Wo ist Weihnachten? Wo nicht?

Die Schülerinnen und Schüler recherchieren eine Woche im Dezember möglichst vollständig,
Auf der Grundlage der Ergebnisse werden drei (?) Listen aufgestellt: Anhand der Listen werden Hypothesen über die kulturellen Regeln aufgestellt.
Diese Übung geht davon aus, dass nicht alle Orte oder Produkte weihnachtlich inszeniert werden. Aus den Ergebnissen lassen sich sowohl Rückschlüsse auf den besonderen Charakter der visuellen Weihnachtskultur im Speziellen und auf den Umgang mit Dekorationen im Allgemeinen ziehen.


Echt oder nachgemacht

Im häuslichen und privaten Bereich dekorieren wir, weil wir es uns schön machen wollen. Wir machen damit unseren Sinnen  Wahrnehmungsangebote in der Hoffnung, dass wir darauf mit Wohlbehagen und angenehmen Gefühlen reagieren. Gerhard Schulze nennt das „Situationsmanagement“ (Schulze, 1995)⁠.

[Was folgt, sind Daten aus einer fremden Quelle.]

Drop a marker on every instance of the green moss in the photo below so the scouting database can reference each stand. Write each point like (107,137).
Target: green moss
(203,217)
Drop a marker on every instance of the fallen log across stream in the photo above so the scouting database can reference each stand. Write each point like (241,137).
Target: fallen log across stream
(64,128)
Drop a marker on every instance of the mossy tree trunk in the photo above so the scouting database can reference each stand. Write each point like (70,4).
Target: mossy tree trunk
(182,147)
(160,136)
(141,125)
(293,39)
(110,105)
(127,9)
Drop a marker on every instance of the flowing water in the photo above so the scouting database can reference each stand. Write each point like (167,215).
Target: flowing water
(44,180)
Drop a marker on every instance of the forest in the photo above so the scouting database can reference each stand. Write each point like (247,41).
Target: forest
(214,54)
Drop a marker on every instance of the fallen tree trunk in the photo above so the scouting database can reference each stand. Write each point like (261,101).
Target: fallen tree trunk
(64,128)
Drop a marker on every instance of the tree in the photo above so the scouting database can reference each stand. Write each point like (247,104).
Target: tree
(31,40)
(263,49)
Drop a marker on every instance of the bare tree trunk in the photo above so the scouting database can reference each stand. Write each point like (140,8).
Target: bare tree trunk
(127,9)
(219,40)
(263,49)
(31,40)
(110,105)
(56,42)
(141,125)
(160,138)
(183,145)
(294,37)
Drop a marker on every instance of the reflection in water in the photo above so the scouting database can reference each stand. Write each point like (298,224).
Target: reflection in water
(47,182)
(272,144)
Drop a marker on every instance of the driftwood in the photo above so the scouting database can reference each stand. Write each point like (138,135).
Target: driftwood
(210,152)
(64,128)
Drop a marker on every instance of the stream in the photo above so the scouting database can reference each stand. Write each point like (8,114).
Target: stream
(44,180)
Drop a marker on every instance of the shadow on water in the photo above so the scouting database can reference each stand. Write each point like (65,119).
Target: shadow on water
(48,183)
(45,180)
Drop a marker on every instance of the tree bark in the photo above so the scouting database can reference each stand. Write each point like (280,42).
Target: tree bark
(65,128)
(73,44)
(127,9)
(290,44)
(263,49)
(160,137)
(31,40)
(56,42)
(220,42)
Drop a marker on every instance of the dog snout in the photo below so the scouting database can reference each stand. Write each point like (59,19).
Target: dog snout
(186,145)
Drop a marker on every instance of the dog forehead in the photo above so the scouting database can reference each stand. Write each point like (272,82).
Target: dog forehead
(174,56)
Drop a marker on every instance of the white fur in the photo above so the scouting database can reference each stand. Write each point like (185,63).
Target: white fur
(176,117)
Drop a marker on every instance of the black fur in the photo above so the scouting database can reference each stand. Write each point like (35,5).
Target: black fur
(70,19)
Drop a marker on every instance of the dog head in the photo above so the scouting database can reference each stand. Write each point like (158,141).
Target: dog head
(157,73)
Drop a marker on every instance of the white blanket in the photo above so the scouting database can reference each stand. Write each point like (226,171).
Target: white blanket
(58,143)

Wir dekorieren aber auch, weil wir anderen etwas (über uns) mitteilen wollen, Wer bei seinen Dekorationen mit den Jahreszeiten geht, zeigt damit, dass er aktuell und up to date ist, dass er sich kümmert und Mühen nicht scheut. Wir bemerken diese Regeln (Codes) – wie viele andere Regeln auch – erst dann, wenn sie verletzt werden, wenn etwa die Weihnachtsdeko noch Ende Jänner in einer Gaststube vor sich hin verstaubt.
Dekorationen können aus wertvollem Material bestehen. Das ist aber m.E. nicht das zentrale Kriterium, wichtiger ist der Zeitaufwand, den Dekorationen beim Aufbau und beim Unterhalt erfordern. Unterlassene Pflege macht sich schnell bemerkbar, das zeigt sich an Stoff- versus Plastiktischdecken, echte versus Plastikblumen, Wachs- versus elektrische Kerzen … Auf einen einfachen Nenner gebracht: Dekorationen „kommunizieren“ Mühe, Sorge, Konzentration und Zeitaufwand.

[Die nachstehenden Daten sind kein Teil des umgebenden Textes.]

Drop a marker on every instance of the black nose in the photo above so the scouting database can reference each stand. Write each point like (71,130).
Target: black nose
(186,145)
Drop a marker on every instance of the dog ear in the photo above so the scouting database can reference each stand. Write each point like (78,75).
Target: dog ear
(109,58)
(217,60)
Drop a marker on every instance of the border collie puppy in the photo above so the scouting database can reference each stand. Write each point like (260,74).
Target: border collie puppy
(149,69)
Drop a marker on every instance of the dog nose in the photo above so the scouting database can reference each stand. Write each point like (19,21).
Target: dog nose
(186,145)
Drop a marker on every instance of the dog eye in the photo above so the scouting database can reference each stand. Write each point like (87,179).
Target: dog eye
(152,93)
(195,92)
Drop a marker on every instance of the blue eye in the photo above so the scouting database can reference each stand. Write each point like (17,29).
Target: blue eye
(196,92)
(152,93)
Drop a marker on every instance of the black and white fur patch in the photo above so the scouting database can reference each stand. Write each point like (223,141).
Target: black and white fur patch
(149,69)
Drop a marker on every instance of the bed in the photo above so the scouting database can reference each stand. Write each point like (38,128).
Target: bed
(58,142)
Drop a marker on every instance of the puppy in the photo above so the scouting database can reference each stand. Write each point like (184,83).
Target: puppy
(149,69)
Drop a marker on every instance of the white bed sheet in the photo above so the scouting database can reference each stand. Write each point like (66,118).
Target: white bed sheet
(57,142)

Worin liegen die Unterschiede in der Bedeutung (Interpretation) zwischen echten Christbäumen und solchen aus Kunststoff, Christbaumkugeln aus Plastik und solchen aus Glas, industriell gefertigten und mundgeblasenen, selbst gebasteltem Christbaumschmuck und gekauftem?
Worauf beruhen die unterschiedlichen Bedeutungen? Welches Wissen aktivieren wir, um die unterschiedlichen Bedeutungen zu erkennen?
Was bedeutet das für die visuelle Kommunikation an Weihnachten?